SÃO PAULO, SP (FOLHAPRESS) - O prédio do Sesc Pompeia, na capital paulista, foi classificado pelo jornal americano The New York Times como uma das 25 construções de arquitetura mais significativas do mundo erguidas após a Segunda Guerra Mundial. A classificação foi publicada nesta segunda (2), no site do jornal.

Esta unidade do Sesc foi desenvolvida pela ítalo-brasileira Lina Bo Bardi, que neste ano foi homenageada com o Leão de Ouro da 17ª Mostra Internacional de Arquitetura da Bienal de Veneza.

Desenvolvido entre as décadas de 1970 e 1980, o projeto arquitetônico do Sesc Pompeia, um dos mais icônicos de São Paulo, é a revitalização de uma fábrica de tambores abandonada.

Bo Bardi transformou a edificação industrial num local adequado para abrigar o novo centro cultual, que hoje inclui quadras poliesportivas e outras instalações do Sesc. A arquiteta apelidou o prédio como Cidadela da Liberdade, em razão da atmosfera tranquila da região naquela época.

Em 2015, os escritores Baba Vacaro, Daniel Almeida e Rogério Trentini publicaram o livro infantil "Cidadela da Liberdade", que narra tanto a história da ítalo-brasileira quanto a da construção do Sesc Pompeia.

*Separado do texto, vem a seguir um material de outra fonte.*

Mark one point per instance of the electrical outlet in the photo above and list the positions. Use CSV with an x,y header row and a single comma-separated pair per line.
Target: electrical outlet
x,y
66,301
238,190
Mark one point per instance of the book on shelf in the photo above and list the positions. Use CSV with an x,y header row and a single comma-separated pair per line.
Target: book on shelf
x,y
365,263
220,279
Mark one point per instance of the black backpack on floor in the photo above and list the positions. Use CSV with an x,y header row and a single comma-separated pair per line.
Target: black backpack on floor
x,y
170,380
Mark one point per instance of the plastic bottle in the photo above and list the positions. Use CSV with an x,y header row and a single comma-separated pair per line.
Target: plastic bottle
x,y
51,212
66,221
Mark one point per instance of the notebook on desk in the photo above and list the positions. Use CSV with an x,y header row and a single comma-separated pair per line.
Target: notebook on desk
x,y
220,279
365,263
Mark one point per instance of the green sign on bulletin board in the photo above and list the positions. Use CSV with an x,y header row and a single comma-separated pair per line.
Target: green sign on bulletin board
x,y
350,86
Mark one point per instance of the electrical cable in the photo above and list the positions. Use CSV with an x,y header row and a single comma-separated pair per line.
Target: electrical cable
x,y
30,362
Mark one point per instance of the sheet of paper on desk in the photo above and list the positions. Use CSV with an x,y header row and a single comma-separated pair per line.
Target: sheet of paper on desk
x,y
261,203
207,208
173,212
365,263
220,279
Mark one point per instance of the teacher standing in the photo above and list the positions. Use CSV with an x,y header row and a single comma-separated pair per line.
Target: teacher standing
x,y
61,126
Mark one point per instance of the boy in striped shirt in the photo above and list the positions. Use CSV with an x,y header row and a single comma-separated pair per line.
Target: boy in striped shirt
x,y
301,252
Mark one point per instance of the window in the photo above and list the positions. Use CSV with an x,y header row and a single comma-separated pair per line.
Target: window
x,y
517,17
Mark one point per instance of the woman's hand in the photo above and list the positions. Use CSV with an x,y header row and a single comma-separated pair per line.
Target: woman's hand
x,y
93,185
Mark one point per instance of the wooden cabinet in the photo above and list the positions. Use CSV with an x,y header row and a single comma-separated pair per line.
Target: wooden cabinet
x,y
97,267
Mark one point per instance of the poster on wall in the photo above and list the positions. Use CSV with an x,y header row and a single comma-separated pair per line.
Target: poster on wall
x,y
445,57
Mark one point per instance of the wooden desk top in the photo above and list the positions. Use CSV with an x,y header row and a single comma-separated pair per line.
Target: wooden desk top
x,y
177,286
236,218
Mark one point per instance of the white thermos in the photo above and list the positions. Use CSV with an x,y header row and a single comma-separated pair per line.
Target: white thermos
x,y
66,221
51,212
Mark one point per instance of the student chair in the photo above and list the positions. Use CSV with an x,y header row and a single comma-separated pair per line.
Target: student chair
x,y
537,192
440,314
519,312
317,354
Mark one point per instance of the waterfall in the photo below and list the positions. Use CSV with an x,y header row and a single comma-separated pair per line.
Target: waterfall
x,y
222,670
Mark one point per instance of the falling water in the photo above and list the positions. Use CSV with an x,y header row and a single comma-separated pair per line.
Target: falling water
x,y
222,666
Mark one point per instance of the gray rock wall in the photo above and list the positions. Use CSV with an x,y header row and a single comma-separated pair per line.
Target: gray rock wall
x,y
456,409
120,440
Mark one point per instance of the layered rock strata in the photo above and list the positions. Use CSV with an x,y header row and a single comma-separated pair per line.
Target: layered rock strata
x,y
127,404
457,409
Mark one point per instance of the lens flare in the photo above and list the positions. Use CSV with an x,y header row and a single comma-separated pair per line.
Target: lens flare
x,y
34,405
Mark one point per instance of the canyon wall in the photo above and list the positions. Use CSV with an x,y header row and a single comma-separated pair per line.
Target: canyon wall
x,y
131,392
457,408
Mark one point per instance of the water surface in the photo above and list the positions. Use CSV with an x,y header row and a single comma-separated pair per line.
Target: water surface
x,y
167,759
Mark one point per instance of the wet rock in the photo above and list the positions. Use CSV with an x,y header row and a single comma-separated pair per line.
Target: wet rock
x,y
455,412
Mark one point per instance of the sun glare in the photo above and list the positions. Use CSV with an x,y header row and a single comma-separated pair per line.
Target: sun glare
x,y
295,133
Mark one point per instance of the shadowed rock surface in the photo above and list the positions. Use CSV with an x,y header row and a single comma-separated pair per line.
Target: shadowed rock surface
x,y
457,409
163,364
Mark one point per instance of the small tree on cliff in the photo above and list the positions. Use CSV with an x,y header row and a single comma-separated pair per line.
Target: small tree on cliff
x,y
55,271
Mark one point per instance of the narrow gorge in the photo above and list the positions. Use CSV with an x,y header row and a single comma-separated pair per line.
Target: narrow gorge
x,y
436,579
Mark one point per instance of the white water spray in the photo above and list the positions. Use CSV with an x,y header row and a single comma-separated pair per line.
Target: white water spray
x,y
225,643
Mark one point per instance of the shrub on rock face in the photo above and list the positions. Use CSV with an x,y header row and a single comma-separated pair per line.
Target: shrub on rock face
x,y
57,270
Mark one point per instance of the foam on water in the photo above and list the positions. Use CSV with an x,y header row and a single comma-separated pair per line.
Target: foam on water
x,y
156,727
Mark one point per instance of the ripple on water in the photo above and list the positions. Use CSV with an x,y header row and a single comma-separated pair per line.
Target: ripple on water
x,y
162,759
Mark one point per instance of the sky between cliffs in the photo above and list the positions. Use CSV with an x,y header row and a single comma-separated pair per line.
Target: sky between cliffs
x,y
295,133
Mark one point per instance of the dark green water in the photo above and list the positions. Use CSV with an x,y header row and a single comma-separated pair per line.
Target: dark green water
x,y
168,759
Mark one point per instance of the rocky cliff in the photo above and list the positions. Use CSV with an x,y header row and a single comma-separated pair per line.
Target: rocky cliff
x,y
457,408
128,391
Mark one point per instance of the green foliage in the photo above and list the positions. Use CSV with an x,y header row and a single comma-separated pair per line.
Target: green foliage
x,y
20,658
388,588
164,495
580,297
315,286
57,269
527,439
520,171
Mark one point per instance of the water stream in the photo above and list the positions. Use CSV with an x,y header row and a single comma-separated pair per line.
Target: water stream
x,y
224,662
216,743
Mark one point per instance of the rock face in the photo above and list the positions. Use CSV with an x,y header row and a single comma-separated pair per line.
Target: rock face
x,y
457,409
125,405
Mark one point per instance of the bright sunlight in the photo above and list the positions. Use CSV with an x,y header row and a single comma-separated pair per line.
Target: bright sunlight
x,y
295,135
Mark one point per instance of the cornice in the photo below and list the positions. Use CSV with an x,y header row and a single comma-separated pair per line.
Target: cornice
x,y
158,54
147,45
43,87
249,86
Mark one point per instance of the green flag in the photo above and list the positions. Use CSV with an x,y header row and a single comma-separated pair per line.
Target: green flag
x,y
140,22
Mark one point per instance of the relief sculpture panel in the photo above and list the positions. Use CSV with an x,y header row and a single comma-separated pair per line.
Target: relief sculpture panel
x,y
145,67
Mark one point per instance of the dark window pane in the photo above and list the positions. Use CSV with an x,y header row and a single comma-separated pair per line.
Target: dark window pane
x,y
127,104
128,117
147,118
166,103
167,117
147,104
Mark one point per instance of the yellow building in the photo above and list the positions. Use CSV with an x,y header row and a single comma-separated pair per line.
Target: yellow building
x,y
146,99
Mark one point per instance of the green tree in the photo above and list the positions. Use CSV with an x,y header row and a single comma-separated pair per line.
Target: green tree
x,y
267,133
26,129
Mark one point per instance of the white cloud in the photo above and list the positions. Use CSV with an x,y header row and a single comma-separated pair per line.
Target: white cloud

A lista na qual o Sesc Pompeia aparece como uma das 25 obras arquitetônicas mais significativas do pós-Guerra foi elaborada por três arquitetos, três jornalistas e dois designers. O prédio paulistano aparece em 18º lugar na lista, que incluiu obras de arquitetos como Ludwig Mies van der Rohe, Le Corbusier e Renzo Piano.

Veja a seguir a lista completa publicada pelo The New York Times.

1. Casa Luis Barragán, na Cidade do México (1948)

2. Casa Farnsworth, de Ludwig Mies van der Rohe, em Plano, (Estados Unidos, 1951)

3. New Gourna Village, de Hassan Fathy, em Luxor (Egito, 1952)

4. Câmara Municipal de Säynätsalo, de Alvar Aalto, em Jyvaskyla (Finlândia, 1952)

5. Edifício Seagram, de Ludwig Mies van der Rohe, em Nova York (1958)

6. Prefeitura de Kagawa, de Kenzo Tange, em Takamatsu (Japão, 1958)

7. Renovação da Fundação Querini Stampalia, de Carlo Scarpa, em Veneza (1959)

8. Convento Sainte-Marie de La Tourette, de Le Corbusier, em Éveux (França, 1960)

9. Escola de Artesanato Haystack Mountain, de Edward Larrabee Barnes, em Deer Isle (Estados Unidos, 1961)

10. Salk Institute de Pesquisas Biológicas, de Louis Kahn, em La Jolla, (Estados Unidos, 1965)

11. Biosfera de Montreal, de Buckminster Fuller (1967)

12. Edifício da Johnson Publishing Company, de John W. Moutoussamy, em Chicago (1971)

13. Ópera de Sydney, de Jorn Utzon (1973)

14. Estação de Esqui de Les Arcs, de Charlotte Perriand, em Savoie (França, 1974)

15. Casa Van Wassenhove, de Juliaan Lampens, em Sint-Martens-Latem (Bélgica, 1974)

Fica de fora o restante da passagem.